Prontamente los gritos y gemidos de dolor se oían por toda
la casa, luego sonó el teléfono. Piko decidió contestar, no sin antes aclararse
la garganta para no dar sospecha alguna.
-¿Diga? –Hizo una pequeña pausa- Hola, tía Raquel.- Dijo
volteando a verme.- Eh… ella está ocupada. Pero, ¿Sería mucha molestia pedirte
que vengas?... Claro, por favor llega lo antes posible.
-¿Va a venir Raquel?- Dijo mi ti Sora secándose las
lágrimas.
-Sí, dice que llega en veinte minutos.
-Está bien, ustedes vayan a comer. Yo tengo que checar todo
esto.
Piko y yo fuimos al comedor y nos encontramos con un plato
lleno de burritos recién hechos. El olor penetrante era irresistible.

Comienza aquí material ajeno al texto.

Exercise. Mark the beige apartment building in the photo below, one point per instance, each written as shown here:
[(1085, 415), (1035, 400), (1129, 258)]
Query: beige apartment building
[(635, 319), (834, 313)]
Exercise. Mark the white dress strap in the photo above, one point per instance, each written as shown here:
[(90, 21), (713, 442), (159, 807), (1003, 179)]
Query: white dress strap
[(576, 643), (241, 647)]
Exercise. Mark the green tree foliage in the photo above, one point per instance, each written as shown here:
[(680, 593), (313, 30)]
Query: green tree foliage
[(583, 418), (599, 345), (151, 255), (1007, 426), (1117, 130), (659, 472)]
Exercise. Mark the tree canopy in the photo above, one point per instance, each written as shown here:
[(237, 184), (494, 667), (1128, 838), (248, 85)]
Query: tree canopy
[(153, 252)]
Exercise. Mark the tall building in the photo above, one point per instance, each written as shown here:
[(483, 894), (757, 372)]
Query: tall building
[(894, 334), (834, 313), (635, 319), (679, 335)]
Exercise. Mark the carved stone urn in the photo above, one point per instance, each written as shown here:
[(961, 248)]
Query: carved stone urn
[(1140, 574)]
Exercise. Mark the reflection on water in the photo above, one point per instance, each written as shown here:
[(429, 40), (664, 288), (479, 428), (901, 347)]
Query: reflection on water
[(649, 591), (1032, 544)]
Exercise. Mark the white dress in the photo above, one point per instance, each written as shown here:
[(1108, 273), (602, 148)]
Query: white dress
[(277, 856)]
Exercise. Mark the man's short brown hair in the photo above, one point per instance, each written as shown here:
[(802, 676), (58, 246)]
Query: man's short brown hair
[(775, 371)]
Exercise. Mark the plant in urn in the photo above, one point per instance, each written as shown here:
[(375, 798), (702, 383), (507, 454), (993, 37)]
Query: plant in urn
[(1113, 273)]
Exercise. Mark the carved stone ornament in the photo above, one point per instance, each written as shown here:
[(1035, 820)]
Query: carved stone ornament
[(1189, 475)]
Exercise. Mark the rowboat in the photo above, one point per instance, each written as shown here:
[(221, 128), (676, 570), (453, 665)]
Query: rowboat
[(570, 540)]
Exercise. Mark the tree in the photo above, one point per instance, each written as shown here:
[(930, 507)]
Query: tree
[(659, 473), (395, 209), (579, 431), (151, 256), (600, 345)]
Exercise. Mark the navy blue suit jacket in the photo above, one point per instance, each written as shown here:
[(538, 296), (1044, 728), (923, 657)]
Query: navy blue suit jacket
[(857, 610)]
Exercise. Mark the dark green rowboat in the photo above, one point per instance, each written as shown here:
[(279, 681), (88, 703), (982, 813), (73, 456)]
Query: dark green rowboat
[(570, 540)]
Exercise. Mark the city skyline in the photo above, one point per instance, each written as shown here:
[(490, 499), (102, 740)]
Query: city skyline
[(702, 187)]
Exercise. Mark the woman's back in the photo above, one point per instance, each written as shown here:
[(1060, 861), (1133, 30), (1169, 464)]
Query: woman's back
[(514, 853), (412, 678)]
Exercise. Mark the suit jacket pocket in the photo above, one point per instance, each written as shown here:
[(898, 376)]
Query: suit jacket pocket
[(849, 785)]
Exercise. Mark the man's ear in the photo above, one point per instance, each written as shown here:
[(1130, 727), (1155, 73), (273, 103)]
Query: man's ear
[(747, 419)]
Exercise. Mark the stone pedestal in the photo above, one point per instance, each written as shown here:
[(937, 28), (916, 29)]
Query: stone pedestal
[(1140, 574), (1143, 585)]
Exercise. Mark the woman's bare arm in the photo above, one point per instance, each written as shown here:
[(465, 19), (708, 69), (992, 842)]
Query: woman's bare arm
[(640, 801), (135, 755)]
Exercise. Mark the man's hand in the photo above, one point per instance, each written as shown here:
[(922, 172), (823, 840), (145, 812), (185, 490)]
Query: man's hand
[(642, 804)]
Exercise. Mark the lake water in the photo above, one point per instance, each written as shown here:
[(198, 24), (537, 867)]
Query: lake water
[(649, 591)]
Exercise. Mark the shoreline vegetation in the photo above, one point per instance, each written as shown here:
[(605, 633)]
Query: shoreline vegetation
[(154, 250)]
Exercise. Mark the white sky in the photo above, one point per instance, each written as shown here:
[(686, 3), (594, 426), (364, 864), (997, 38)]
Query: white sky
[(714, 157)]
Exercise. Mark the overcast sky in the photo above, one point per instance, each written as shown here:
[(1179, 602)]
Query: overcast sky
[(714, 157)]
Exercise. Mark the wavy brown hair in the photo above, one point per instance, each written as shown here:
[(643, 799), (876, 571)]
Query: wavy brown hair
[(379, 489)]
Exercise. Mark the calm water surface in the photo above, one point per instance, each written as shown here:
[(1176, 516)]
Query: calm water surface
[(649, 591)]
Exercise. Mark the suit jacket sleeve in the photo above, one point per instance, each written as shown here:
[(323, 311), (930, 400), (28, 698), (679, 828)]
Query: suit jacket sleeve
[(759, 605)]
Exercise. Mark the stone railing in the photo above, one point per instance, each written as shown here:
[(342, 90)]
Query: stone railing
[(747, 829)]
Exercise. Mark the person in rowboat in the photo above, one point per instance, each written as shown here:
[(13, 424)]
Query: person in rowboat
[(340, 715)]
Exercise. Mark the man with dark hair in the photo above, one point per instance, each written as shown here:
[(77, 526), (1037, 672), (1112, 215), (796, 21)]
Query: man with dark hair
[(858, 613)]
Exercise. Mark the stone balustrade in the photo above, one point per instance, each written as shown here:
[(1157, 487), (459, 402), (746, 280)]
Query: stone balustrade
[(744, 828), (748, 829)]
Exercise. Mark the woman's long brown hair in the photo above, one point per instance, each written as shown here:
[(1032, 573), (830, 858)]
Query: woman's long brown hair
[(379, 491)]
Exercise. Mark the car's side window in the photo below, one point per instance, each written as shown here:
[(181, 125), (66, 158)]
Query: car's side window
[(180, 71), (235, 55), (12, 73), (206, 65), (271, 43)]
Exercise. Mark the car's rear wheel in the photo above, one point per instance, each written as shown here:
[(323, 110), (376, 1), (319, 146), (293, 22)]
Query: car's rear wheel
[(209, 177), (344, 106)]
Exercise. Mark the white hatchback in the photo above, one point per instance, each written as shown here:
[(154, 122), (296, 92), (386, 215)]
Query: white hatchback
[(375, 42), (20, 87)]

Nos
sentamos a comer ambos, de manera que quedamos uno frente al otro. Compartimos
una mirada fugaz, sin poder aún sostenerla.
-Me pregunto si será mal momento para decirle que están
deliciosos.
-En momentos así, es mejor quedarse callado.
-Entiendo.
El incómodo silencio invadió la estancia, lo único que se
escuchaba era el tintinear de los cubiertos al usarse. Por alguna razón, me
sentía culpable.
-Rion, yo…- Dijo antes de que su voz se perdiera.
-¿Qué ocurre?
-Tengo miedo.
-¿De?
-De lo que pueda pasar.
-Tranquilo Piko. Todo estará bien.
-Eso espero.
Pasó un rato antes de que mi madre llegara. Mi tía Sora la
recibió y ambas fueron a la sala. Yo decidí ir al baño para poder escuchar lo
que sea que fuera a decirle. Mi tía ordenó a Piko que subiera a su habitación,
por lo que supe que había sido buena idea oír desde ahí. Giré lentamente el
picaporte tratando que hiciera el menos ruido posible y así escuchar con
claridad.
-Eso es lo que decía el correo.
-Oh, de verdad lo siento, no sabes cuánto.
-Está bien, tranquila.
-Hablo en serio, de hecho, hay algo que quiero decirte.
-Cielos, ¿Qué ocurre?
-A mí hoy me avisaron algo similar. Me llamaron del seguro
de vida de Alex para informarme que… bueno… él...- Su voz se apagó.
-No me digas que él también…
Silencio.
Sentí un dolor en el pecho tan fuerte que apreté los puños,
sin percatarme de que sostenía el picaporte con una mano lo que hizo que girara
bruscamente, delatandome.
-¡Rion! ¿Desde cuándo estás ahí?- Dijo mi madre sorprendida.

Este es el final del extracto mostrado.